That gives you a sense of the kinds of things that we used to do, and now we've added to that central nervous system, also vitamin supplementation with nasally delivered vitamins, for example. Talking about injectables, we are in most of the auto injectors, either the plunger or the needle shield, support vaccines, small molecules, anti-thrombotics, blood factors, a little bit of animal health. In the injectable business, as you know, there are fundamentally six SKUs. There's the plunger that's inside the syringe. There's the stopper that's on top of the vial, and there's the needle shield. You can have them coated or uncoated, ready to use, meaning sterilized or not. We drive more and more towards high-value products.
COVID has really helped this business to become visible to the whole industry from a technical capability point of view, and the technical capability is the same as the market leader. To some of the numbers, let me not go into that. We've put massive investment into that business, a business that used to be $250 million. We invested $200 million in CapEx to have significant growth capacity, have assets in place in China, in Europe, in the U.S., and basically full participant in the market. Last but not least, a more recent acquisition, active materials. It's a little bit harder to understand, but basically think of it as a polymer that creates a condition in an enclosed space. Enclosed space can be a vial for diabetes test strips.

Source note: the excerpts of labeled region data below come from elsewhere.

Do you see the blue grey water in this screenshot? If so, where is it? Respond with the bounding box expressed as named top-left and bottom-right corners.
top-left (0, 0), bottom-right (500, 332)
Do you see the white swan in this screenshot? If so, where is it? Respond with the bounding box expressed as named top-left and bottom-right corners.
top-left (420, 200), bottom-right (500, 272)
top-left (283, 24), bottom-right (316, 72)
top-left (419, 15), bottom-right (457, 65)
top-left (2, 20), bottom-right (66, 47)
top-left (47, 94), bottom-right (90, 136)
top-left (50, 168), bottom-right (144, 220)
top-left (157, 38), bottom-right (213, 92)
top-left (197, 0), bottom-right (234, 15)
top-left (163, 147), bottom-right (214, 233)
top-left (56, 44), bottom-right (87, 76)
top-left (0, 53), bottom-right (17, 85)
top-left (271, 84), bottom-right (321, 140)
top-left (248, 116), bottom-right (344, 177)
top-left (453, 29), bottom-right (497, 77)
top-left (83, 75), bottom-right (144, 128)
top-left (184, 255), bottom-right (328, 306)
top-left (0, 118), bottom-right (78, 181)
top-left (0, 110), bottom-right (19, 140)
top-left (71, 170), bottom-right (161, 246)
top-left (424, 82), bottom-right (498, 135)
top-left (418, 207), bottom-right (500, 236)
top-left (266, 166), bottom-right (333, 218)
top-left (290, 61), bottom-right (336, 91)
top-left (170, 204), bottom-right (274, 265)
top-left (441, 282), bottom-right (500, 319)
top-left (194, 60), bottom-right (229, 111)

It can be a package where the puck for Abbott Libre is conditioned before you put it on your skin, or it could be a blister where Gilead's Discovery drug lives very happy and maintains its efficacy until you use it. It is a very science-deep solution-oriented product line that we highlight here, the pharma application, but it also has food safety applications. We also sell this stuff in food enclosures applications. A few words about beauty. You see here many of our products. Again, we do not make the full product. We do not make the bottles. We make what is on top of the bottles. That is really what creates a consumer experience. Not only have we people who know everything there is about systemic drug delivery, we also have people who know everything there is to know about how to apply a fragrance and how to apply a skincare product.
It is a deep end-use expertise that allows us to grow the company. Beauty is no different. We have done a lot of work to renovate the beauty business. It was a bit under-investment for some period of time. We have closed 10 plants, shifted the footprint more to the growing areas. Today, we feel quite good about the capability of that team. We need a little bit of help from the market. Let me put it this way. Tariff history on it is not helping. You do not launch a new high-end fragrance when you pay 50% tariffs one day and 10% the next day. Hopefully, this will have settled out by the second half of the year for this business to continue to get back on a growth track. Last but not least, often people remember us by this picture.
Ketchup bottle used to be upside down. Now it's upside up. Now it's upside down. It's just one example of how we convert categories. Most recently, actually, the dish soap category has been converted together with Procter & Gamble. Basically, we create a different consumer experience and that allows us to grow in categories that tend to be slow-growing, like dish soap, like baby nutrition, like sunscreen. If you convert large categories like that, that drives the growth of our closures business. With that, Dan, we're ready for your questions.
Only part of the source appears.